No PRODIST STS, o processo de gestão de chaves contempla geração, armazenamento e proteção das chaves utilizadas no empacotamento e desempacotamento das informações. A solução pode utilizar KMS próprio, integrar-se a HSMs homologados ou trabalhar com Vaults e KMS em nuvem.
Para uma instituição, isso facilita a criação de políticas mais consistentes sobre quem pode utilizar determinada chave, qual aplicação possui acesso e como esses ativos são protegidos.
A PRODIST acompanha a instituição durante todo o processo
Rastreabilidade também facilita o suporte. Quanto mais informações estruturadas existirem sobre o processamento, maior é a capacidade de investigar rapidamente uma ocorrência.
A PRODIST acompanha os projetos desde o diagnóstico e definição da arquitetura até a implantação e entrada em produção.
A empresa oferece atendimento direto pela equipe técnica e informa respostas por e-mail em até 15 minutos, além de registro e rastreabilidade dos chamados.
Há também modalidades de suporte 24×7 e atendimento bilíngue para operações que necessitam de disponibilidade ampliada.
PRODIST: segurança e controle para operações reguladas
Fundada em 1987, a PRODIST acumula 39 anos de atuação no desenvolvimento de soluções de criptografia e segurança para o mercado financeiro. Suas soluções para o SFN estão em operação desde o início do SPB, em 2002, e a empresa atende mais de 40 instituições financeiras, com SLA de até 99,96%.
Para instituições que precisam operar sistemas BACEN e NÚCLEA, auditoria e rastreabilidade devem ser tratadas como parte da arquitetura de segurança e governança.
Ao centralizar funções como criptografia, assinatura digital, validação de pacotes, controle de acesso e gestão das chaves, a PRODIST ajuda a criar processos mais padronizados e controlados, facilitando a investigação de ocorrências e a produção das evidências necessárias para controles internos e processos de auditoria!
FAQ – Auditoria e Rastreabilidade no BACEN e NÚCLEA
Rastreabilidade é a capacidade de reconstruir o histórico de processos e operações. Auditoria utiliza essas e outras evidências para avaliar controles, procedimentos e conformidade da instituição.
O Banco Central supervisiona as instituições com foco em risco e verifica o cumprimento das normas, controles internos e processos relevantes para a segurança e estabilidade do Sistema Financeiro Nacional.
A instituição deve padronizar os processos, controlar acessos, proteger certificados e chaves, validar mensagens e arquivos e manter registros capazes de reconstruir as principais etapas do processamento.

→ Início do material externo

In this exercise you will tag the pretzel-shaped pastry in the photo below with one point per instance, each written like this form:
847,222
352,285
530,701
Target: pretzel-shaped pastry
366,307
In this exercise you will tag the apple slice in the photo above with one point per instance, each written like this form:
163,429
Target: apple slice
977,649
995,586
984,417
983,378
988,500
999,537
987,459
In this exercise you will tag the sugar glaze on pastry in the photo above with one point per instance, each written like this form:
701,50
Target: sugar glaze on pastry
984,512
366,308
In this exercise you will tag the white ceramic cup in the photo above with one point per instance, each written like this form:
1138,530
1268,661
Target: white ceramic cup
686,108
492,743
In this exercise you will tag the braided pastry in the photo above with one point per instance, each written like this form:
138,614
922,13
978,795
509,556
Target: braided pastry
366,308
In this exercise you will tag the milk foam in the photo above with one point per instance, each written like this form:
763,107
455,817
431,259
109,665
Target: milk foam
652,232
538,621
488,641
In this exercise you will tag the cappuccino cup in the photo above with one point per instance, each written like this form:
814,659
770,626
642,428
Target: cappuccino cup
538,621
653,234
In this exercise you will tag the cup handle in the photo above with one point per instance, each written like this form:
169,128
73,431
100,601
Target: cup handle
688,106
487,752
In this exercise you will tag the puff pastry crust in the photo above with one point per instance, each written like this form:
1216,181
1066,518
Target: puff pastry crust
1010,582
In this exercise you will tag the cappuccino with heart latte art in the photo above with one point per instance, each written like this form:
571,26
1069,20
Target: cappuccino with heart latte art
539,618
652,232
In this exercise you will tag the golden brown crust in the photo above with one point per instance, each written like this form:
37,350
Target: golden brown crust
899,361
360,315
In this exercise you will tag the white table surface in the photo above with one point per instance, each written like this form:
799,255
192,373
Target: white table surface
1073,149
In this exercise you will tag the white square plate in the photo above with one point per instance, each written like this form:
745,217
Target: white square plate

Não. O STS é uma solução tecnológica para segurança e integração. Seus controles de criptografia, validação, gestão de chaves e acesso ajudam a tornar os processos mais controlados e auditáveis, mas não substituem os procedimentos formais de auditoria.
A gestão centralizada permite controlar geração, armazenamento, utilização e proteção das chaves, reduzindo acessos indevidos e facilitando a governança dos ativos criptográficos.